Still, he said he’s not too sad to leave. He’s looking forward to rebuilding old trucks and show cars.
“It’s a great time for me, to go be able to do what I want to do,” he said. “I’m very blessed.”
George Grubaugh, who fixes Mercedes-Benzes next door, said he’ll probably be gone in the next five or 10 years. He’s just waiting on the right person to approach him with the right offer. He said he’s fine with the changes around him. He’s got tickets to see Bob Dylan at the Mission Ballroom a half-mile up the road, and he can park at his shop for free.
Hill said he’d also entertain the right offer.
“Everybody would love to have this place,” he said. “Everything is for sale, right?”
Abe Barge, Denver’s lead planner for the area around 38th and Blake, told Denverite these changes are just part of the way cities grow.
“Obviously there’s a lot of change and some growing pains,” he said. “The prices are rising, maybe especially here as it becomes a place where people want to be.”
But he said Brighton was chosen as a redevelopment area, in part, to avoid too much heartache. Corridors without a lot of existing residences are at the top of planners’ lists for big growth. Fewer people living nearby means “less potential for displacement,” he said, and he hopes what’s left of the street’s industrial core won’t have to leave too soon.
“We really are interested in seeing those businesses continue to be a part of this neighborhood,” he said.
That might be a tough proposition for smaller businesses, but the area surrounding Brighton has some larger operations that likely will continue to be part of the landscape.
The PepsiCo bottling plant, on the northwest intersection with 38th Street, was built in 1952. A company spokesperson didn’t directly answer whether the facility has the staying power to last another decade, but he said Pepsi is “always looking for opportunities to grow our business in the area.”
The towering grain elevators a block east, which were built in 1938, are now owned by Ardent Mills, an international company that operates 40 granaries. The company is growing, and it recently announced a new venture marketing quinoa grown in the San Luis Valley.
Brighton is girded by a Union Pacific rail yard that also isn’t likely to disappear. For now it’s just the little guys whose establishments once defined the street, that will someday soon be gone from its curbs.
David Rivera, who runs Clutch Exchange up the road, calls himself “the last of the old guys.” He’s 76 years old, and he was diagnosed with Parkinson’s a few years back. It’s made operating the business difficult, but he’s committed to keeping it going, if he can, until his lease at the corner of 36th Street is up in a year or so. He’s run the shop for 25 years, and he said it’s up to his kids and employees to decide on a new lease.
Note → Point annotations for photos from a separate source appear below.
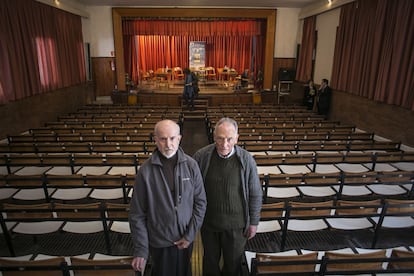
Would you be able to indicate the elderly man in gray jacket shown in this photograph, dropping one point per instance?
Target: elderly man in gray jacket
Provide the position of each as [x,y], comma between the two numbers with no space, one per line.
[234,199]
[167,206]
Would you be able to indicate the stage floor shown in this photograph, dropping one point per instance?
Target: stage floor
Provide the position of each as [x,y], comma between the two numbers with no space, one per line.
[176,87]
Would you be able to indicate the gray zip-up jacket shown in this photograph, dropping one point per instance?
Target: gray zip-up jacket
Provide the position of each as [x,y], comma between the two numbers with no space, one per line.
[156,218]
[252,190]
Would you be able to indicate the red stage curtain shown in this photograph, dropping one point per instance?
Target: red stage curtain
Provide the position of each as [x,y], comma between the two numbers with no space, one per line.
[374,56]
[41,49]
[152,44]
Rivera said he doubts anyone like him will still be in business along the boulevard in five years. But, like many of his industrial colleagues, he wasn’t too bothered that Brighton’s roots may be fading.
“It has to change,” he said. “It’s been a good area, but – I’m going to miss it. It’s been a long time.”
Correction: This story erroneously said Denver’s population doubled between World War II and 1965. It also included a percent change that Rian Conradie gave us for his property tax hike, but it did not match the dollar figures he also gave so the percentage was removed.